Is it? Or is it really, just another case where the _native_ kernel can
be even more clever, and avoid doing those IPI shootdowns in the
firstplace? I've watched IPI shootdown in Linux get drastically better
in the 2.6 series of kernels, and see (anecdotal number quoting) maybe 4
or 5 of them in the course of a kernel compile. There is no longer a
giant performance boon to be gained here.

Similarly, you can almost argue the same thing with spinlocks - if you
really are seeing performance issues because of the wakeup of a
descheduled remote VPU, maybe you really need to think about moving that
lock off a hot path or using a better, lock free synchronization method.

I'm not arguing against these features - in fact, I think they can be
done in a way that doesn't intrude too much inside of the kernel. After
all, locks and IPIs tend to be part of the lower layer architecture
anyways. And they definitely do win back some of the background noise
introduced by virtualization. But if you decide to make the interface
more complicated, you really need to have an accurate measure of exactly
what you can gain by it to justify that complexity.

Personally, I'm all for making lock primitives and shootdowns an
_optional_ extension to the interface. As with many other relatively
straightforward and non-intrusive changes. I know some of you will
disagree with me, but I think a lot of what is being referred to as
"higher level" paravirtualization is really an attempt to solve
pre-existing problems in the performance of the underlying system.
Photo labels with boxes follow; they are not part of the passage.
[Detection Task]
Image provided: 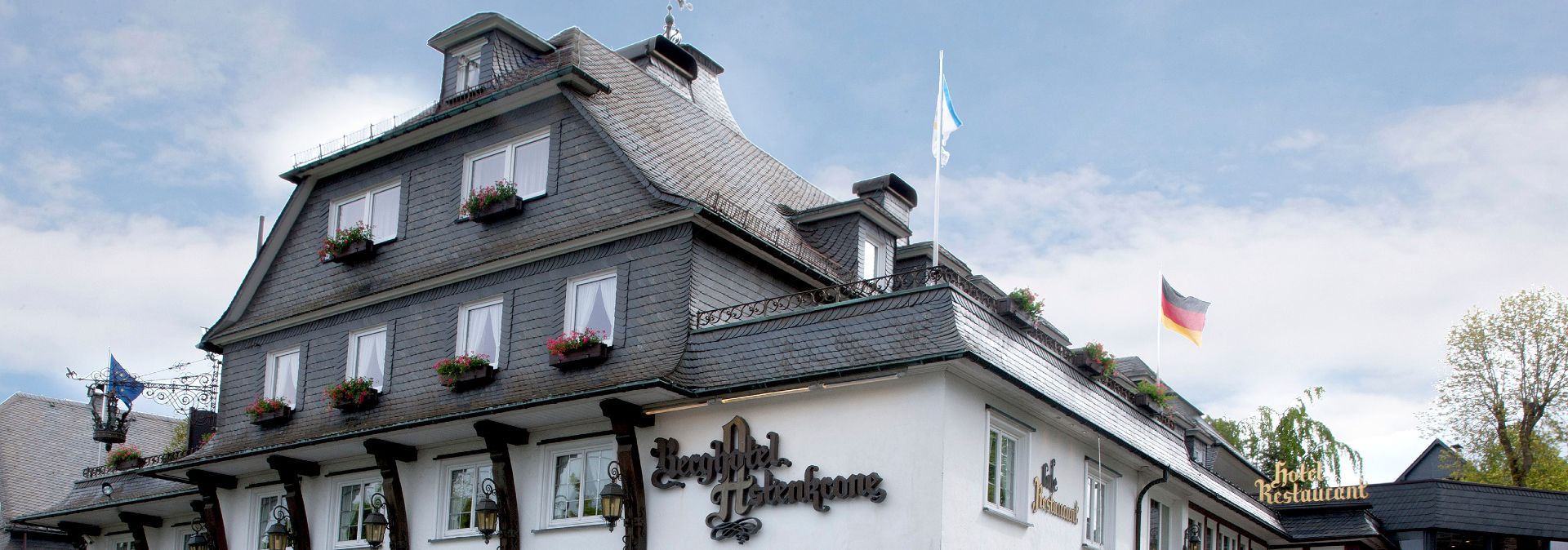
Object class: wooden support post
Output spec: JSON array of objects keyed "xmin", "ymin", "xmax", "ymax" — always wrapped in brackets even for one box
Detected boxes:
[
  {"xmin": 119, "ymin": 512, "xmax": 163, "ymax": 550},
  {"xmin": 474, "ymin": 420, "xmax": 528, "ymax": 550},
  {"xmin": 365, "ymin": 439, "xmax": 419, "ymax": 550},
  {"xmin": 595, "ymin": 400, "xmax": 654, "ymax": 550},
  {"xmin": 185, "ymin": 470, "xmax": 240, "ymax": 550},
  {"xmin": 266, "ymin": 455, "xmax": 322, "ymax": 548}
]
There are advanced and useful things you can do with higher level
paravirtualization, but I am not convinced at all that incredible
performance gain is one of them.

> We do not want an interface which slows down the pace. We work with
> source and drop cruft as quickly as possible (referring to internal
> changes, not user-visible ABI changes here). Making changes that
> require a new guest for some significant performance gain is perfectly
> reasonable. What we want to avoid is making changes that require a
> new guest to simply boot. This is akin to rev'ing hardware w/out any
> backwards compatibility. This goal doesn't require VMI and ROMs, but
> I agree it requires clear interface definitions.
>

This is why we provide the minor / major interface numbers. Bump the
minor number, you get a new feature. Bump the required minor version in
the guest when it relies on that feature. Bump the major number when
you break compatibility. More on this below.

>
>> + VMI_DeliverInterrupts (For future debate)
>> +
>> + Enable and deliver any pending interrupts. This would remove
>> + the implicit delivery semantic from the SetInterruptMask and
>> + EnableInterrupts calls.
>>
>
> How do you keep forwards and backwards compat here? Guest that's coded
> to do simple implicit version would never get interrupts delivered on
> newer ROM?
>

This isn't part of the interface. If it were to be included, you could
do two things - bump the minor version, and add non-delivery semantic
enable and restore interrupt calls, or bump the major version and drop
the delivery semantic from the originals.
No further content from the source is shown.